RDT (Intel® Resource Director Technology)¶
Background¶
Intel® RDT provides capabilities for cache and memory allocation and monitoring. In Linux system the functionality is exposed to the user space via the resctrl filesystem. Cache and memory allocation in RDT is handled by using resource control groups. Resource allocation is specified on the group level and each task (process/thread) is assigned to one group. In the context of CRI Resource we use the term ‘RDT class’ instead of ‘resource control group’.
CRI Resource Manager supports all available RDT technologies, i.e. L3 Cache Allocation (CAT) with Code and Data Prioritization (CDP) and Memory Bandwidth Allocation (MBA) plus Cache Monitoring (CMT) and Memory Bandwidth Monitoring (MBM).
Overview¶
RDT configuration in CRI-RM is class-based. Each container gets assigned to an
RDT class. In turn, all processes of the container will be assigned to the RDT
CLOS (under /sys/fs/resctrl
) corresponding the RDT class. CRI-RM will configure
the CLOSes according to its configuration at startup or whenever the
configuration changes.
By default there is a direct mapping between Pod QoS classes and RDT classes: the containers of the Pod get an RDT class with the same name as its QoS class (Guaranteed, Burstable or Besteffort).
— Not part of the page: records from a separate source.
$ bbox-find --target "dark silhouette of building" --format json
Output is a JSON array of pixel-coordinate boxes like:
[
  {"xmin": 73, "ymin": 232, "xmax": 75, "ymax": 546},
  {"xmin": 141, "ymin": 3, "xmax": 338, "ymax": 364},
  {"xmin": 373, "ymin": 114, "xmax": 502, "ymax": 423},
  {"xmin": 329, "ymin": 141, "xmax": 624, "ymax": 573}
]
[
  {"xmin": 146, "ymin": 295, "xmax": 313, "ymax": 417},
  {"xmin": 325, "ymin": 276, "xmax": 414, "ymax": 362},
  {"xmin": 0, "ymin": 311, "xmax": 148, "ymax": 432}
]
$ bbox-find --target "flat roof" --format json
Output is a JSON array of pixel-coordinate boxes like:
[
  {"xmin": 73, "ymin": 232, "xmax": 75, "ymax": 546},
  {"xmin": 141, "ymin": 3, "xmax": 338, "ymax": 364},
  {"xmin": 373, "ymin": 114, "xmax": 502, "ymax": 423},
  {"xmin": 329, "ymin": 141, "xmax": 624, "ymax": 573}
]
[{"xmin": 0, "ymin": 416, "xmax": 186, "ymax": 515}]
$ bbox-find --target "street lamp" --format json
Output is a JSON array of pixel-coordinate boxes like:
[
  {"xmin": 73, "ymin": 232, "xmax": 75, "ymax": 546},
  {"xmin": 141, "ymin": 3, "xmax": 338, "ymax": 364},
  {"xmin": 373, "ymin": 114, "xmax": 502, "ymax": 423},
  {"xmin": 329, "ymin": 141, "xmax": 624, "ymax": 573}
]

However, that can be overridden with the rdtclass.cri-resource-manager.intel.com Pod annotation. You can also specify RDT classes other than Guaranteed, Burstable or Besteffort. In this case, the Pod can only be assigned to these classes with the Pod annotation, though. The default behavior can also be overridden by a policy but currently none of the builtin policies do that.
Configuration¶
The RDT configuration in CRI-RM is a two-level hierarchy consisting of partitions and classes. It specifies a set of partitions each having a set of classes.
Partitions¶
Partitions represent a logical grouping of the underlying classes, each partition specifying a portion of the available resources (L3/MB) which will be shared by the classes under it. Partitions guarantee non-overlapping exclusive cache allocation - i.e. no overlap on the cache ways between partitions is allowed. However, by technology, MB allocations are not exclusive. Thus, it is possible to assign all partitions 100% of memory bandwidth, for example.
Classes¶
Classes represent the actual RDT classes containers are assigned to. In contrast to partitions, cache allocation between classes under a specific partition may overlap (and they usually do).
The set of RDT classes can be freely specified, but, it should be ensured that classes corresponding to the Pod QoS classes are specified. Also, the maximum number of classes (CLOSes) supported by the underlying hardware must not be exceeded.
Example¶
Below is a config snippet that would allocate (ca.) 60% of the cache lines exclusively to the Guarenteed class. The remaining 40% is for Burstable and Besteffort, Besteffort getting only 50% of this.
metadata:
name: cri-resmgr-config.default
namespace: kube-system
data:
...
rdt: |+
# Common options
options:
l3:
# Make this false if CAT must be available
optional: true
partitions:
exclusive:
l3Allocation:
# Allocate 60% of all cache IDs to the "exclusive" partition
all: "60%"
classes:
Guaranteed:
l3schema:
# Allocate all of the partitions cache lines to "Guarenteed"
all: "100%"
shared:
l3Allocation:
# Allocate 40% of all cache IDs to the "shared" partition
# These will NOT overlap with the cache lines allocated for "exclusive" partition
all: "40%"
classes:
Burstable:
l3schema:
# Allow "Burstable" to use all cache lines of the "shared" partition
all: "100%"
BestEffort:
l3schema:
# Allow "Besteffort" to use half of the cache lines of the "shared" partition
# These will overlap with those used by "Burstable"
all: "50%"
The configuration also supports far more fine-grained control, e.g. per cache-ID configuration (i.e. different sockets having different allocation) and Code and Data Prioritization (CDP) allowing different allocation for code and data paths.
In addition, if the hardware details are known, raw bitmasks or bit numbers (“0x1f” or 0-4) can be used instead of percentages in order to be able to configure allocations exactly as required. The bits in this case are corresponding to those in /sys/fs/resctrl/ bitmasks. You can also mix relative (percentage) and absolute (bitmask) allocations.
See rdt
in the example ConfigMap spec
for a more complete example configuration.
Dynamic Configuration¶
RDT supports dynamic configuration i.e. the resctrl filesystem is reconfigured whenever a configuration update e.g. via the Node Agent is received. However, the configuration update is rejected if it is incompatible with the set of currently running containers - e.g. the new config is missing a class that a running container has been assigned to.